Luego de recuperarse del virus, volver al restaurante fue una experiencia emocionante pero a la vez extraña. Al inicio se sentía rara, un poco tímida frente al público, como si fuera su primer día de trabajo. No podía moverse con la misma ligereza de siempre, se agitaba con frecuencia y le dolía el cuerpo, pero trataba de mantener en todo momento su sonrisa acogedora, su encanto maternal para recibir y atender a los clientes, esa cálida cordialidad que se ha vuelto en el sello de su restaurante. Sin embargo, esa no era la primera vez que salía ilesa de un diagnóstico peligroso. Cinco años atrás se sometió a una operación cerebral por un quiste que comprometía su médula espinal. Visitó tres especialistas y ninguno le dio muchas expectativas de vida. “Los médicos me decían: hay una gran posibilidad de que puedas morir en sala, quedar parapléjica o tener algún daño irreversible”, recuerda la cocinera. Al año siguiente la operaron dos veces de la columna por una escoliosis pronunciada. Tras cada una de estas experiencias, y principalmente después del covid, Angélica ha sentido que ha vuelto a la vida, a lo que para ella significa realmente vivir: pasar sus días entre las ollas y el fuego, servir el almuerzo a decenas de personas, y abrigar ese vínculo con quienes, a pesar del paso del tiempo, acuden a su puesto no solo por un plato de comida, sino sobre todo porque ella está ahí.

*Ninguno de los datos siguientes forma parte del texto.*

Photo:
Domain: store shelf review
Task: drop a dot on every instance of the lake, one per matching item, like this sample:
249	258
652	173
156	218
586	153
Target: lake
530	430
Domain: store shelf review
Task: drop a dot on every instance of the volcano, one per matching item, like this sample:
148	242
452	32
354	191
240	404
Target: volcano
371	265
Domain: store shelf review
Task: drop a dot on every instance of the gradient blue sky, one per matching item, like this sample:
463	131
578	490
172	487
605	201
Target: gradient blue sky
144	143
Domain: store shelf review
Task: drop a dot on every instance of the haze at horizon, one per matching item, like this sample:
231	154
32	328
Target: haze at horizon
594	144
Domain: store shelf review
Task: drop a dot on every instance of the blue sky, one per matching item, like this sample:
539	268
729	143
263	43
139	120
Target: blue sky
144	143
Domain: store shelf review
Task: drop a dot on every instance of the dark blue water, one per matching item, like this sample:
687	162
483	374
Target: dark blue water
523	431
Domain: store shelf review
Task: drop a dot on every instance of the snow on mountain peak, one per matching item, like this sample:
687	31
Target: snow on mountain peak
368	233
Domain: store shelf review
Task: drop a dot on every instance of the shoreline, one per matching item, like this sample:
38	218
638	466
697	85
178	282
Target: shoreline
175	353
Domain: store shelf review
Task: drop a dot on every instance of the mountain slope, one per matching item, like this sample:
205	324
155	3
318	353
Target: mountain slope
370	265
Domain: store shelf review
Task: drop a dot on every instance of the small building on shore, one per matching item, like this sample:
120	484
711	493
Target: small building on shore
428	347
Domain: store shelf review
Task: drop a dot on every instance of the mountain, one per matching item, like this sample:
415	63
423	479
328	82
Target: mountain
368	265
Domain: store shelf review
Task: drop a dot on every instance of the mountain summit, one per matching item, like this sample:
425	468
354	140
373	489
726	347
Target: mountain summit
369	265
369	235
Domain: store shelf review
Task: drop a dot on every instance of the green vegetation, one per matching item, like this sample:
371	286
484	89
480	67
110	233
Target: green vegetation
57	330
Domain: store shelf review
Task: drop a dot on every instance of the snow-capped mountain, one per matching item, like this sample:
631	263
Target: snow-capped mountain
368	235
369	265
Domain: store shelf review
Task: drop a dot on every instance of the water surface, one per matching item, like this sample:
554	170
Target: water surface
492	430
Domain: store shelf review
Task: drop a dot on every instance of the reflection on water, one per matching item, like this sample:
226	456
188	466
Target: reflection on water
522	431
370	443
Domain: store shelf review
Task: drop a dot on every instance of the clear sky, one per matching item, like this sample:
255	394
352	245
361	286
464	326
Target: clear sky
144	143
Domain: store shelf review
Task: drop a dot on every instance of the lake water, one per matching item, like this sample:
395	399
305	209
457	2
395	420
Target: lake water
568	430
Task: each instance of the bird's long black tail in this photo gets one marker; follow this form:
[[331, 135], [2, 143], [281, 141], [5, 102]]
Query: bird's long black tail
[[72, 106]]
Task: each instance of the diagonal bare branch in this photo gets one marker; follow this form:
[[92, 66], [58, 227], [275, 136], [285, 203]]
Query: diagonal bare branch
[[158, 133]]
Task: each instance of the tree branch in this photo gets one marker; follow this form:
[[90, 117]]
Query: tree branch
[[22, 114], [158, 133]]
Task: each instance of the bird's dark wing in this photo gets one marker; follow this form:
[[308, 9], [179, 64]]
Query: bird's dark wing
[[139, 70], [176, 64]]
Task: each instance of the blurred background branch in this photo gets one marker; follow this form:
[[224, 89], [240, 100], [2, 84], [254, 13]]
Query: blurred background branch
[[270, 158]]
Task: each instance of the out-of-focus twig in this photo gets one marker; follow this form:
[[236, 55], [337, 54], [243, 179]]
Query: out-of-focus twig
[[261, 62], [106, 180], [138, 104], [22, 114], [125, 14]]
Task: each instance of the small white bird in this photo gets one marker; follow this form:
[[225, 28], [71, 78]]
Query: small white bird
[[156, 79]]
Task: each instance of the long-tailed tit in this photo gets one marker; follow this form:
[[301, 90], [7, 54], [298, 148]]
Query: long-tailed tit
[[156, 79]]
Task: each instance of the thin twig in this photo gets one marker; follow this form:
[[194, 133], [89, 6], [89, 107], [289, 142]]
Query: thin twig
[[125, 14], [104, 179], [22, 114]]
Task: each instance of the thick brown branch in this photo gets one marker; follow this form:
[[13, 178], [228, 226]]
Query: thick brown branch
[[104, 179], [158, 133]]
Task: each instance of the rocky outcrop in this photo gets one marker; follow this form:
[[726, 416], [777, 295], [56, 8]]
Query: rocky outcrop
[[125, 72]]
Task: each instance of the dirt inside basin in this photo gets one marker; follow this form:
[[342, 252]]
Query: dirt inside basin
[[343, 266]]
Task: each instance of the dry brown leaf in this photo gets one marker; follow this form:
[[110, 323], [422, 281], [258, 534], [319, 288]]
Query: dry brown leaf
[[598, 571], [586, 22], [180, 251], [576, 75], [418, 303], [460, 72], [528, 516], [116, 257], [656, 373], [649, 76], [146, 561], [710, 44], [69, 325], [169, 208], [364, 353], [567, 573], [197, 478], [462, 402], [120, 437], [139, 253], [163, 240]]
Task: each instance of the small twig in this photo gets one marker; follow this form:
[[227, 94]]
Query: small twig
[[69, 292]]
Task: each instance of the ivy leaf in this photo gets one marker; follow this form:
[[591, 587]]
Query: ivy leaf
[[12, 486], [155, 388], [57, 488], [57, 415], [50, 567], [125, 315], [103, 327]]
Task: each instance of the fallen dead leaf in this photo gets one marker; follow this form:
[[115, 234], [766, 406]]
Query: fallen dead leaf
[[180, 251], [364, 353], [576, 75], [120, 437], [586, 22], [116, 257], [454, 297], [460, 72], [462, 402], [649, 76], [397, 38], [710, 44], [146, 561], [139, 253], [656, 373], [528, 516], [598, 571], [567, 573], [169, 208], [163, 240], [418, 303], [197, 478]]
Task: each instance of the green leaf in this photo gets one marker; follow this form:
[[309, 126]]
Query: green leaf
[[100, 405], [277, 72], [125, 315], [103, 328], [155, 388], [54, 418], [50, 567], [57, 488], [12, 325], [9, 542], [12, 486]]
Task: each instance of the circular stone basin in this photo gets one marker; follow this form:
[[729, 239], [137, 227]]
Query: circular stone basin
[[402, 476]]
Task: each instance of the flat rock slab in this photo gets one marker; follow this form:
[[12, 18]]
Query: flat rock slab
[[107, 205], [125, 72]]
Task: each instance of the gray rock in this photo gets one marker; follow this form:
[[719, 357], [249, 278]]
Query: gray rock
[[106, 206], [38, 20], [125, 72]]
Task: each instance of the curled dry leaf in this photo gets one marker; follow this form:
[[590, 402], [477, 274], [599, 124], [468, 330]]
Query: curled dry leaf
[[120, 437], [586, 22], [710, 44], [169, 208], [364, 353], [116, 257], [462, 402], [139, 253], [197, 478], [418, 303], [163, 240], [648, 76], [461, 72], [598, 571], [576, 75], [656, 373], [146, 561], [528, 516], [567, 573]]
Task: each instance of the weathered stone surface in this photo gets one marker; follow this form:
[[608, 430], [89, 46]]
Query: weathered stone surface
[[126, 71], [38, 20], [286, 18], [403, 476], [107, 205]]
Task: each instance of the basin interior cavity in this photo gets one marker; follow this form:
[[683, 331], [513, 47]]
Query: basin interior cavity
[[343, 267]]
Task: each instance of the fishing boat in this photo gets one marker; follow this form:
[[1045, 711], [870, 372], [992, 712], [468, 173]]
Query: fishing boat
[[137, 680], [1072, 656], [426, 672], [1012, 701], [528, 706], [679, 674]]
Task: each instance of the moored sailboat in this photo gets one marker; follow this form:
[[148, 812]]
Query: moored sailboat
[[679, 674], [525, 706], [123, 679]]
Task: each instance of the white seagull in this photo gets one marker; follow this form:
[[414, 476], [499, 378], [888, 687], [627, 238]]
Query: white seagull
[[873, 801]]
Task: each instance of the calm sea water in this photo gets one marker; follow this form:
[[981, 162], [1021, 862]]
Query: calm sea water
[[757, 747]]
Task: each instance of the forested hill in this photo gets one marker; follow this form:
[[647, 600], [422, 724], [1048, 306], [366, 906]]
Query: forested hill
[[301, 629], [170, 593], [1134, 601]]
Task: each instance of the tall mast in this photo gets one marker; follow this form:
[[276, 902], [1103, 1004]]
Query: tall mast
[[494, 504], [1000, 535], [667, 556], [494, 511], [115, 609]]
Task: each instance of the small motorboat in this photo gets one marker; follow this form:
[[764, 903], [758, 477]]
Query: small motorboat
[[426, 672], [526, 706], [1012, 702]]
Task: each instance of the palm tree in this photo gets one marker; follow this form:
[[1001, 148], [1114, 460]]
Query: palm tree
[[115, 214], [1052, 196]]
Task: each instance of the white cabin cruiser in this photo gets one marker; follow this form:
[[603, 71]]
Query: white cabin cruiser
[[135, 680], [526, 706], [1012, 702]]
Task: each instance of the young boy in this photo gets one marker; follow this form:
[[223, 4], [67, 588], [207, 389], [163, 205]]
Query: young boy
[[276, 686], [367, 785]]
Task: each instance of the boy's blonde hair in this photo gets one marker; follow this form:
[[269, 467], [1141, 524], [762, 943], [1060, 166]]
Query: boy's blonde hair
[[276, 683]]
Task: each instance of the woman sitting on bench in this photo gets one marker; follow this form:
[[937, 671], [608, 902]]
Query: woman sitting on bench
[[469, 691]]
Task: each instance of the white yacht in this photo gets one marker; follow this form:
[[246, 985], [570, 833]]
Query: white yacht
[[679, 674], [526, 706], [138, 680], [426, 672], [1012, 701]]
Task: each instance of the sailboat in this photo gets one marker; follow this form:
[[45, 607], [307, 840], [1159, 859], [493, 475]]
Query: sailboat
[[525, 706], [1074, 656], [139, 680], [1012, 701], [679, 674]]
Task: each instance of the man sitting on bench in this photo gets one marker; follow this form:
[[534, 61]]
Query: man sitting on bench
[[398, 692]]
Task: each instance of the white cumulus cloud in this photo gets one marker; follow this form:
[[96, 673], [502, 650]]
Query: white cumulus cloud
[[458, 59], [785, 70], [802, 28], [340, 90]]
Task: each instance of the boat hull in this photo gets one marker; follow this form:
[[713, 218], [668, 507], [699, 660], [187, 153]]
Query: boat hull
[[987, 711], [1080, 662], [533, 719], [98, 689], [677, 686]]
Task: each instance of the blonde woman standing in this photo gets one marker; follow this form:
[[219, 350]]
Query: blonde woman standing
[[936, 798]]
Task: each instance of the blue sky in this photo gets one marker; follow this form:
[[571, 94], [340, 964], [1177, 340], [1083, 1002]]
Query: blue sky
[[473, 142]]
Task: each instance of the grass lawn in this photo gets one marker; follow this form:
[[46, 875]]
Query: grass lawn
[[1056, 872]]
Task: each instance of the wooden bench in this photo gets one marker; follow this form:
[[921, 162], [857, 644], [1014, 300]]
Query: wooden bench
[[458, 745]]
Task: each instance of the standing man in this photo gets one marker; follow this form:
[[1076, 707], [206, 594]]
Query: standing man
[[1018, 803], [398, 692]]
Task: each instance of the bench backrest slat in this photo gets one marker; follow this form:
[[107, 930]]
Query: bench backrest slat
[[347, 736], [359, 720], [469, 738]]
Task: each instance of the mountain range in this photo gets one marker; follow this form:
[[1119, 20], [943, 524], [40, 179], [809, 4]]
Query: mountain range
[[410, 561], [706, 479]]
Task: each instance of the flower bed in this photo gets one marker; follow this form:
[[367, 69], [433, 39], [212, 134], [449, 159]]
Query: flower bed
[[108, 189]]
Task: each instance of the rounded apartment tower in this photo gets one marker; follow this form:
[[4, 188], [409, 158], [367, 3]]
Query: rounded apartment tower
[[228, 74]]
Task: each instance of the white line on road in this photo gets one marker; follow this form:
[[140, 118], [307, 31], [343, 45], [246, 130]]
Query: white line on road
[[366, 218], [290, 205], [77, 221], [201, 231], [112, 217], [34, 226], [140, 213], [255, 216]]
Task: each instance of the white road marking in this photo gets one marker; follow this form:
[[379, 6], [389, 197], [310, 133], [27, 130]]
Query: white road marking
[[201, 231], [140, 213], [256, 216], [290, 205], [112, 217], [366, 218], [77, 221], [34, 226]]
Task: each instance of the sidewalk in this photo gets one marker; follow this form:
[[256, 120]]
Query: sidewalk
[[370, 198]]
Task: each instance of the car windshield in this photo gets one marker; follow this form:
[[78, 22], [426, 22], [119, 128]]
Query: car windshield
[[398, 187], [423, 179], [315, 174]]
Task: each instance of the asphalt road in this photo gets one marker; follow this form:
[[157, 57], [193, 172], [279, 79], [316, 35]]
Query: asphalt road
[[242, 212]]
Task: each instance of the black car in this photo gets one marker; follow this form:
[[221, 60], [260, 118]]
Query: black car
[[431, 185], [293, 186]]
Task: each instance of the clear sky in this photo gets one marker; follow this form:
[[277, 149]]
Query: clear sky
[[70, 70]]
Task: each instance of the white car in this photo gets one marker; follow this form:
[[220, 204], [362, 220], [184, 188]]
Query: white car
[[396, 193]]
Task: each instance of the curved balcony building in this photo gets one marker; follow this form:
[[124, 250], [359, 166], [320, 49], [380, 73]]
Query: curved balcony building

Con el boom gastronómico, Huerta Chinén fue uno de los tantos huariques que elevó su prestigio por encima al de un simple menú. El secreto, dice Angélica, no radica en nada extraordinario: simplemente en su sabor casero y en su forma de tratar al cliente. “Todo mi empeño y cariño lo imprimo en mis aderezos”, sentencia la mujer que lleva casi cuarenta años levantándose a las cinco de la mañana y durmiendo a la medianoche. En medio de un mercado con tantos puestos de comida, su abrasadora personalidad no es un detalle menor: es quizá su mejor estrategia de marketing y lo que finalmente pareciera emerger entre el jugo de un lomo saltado y la costilla de un asado de tira. Es allí, en esa región furtiva de los condimentos, en donde uno mejor percibe el sabroso carácter de Angélica Chinén.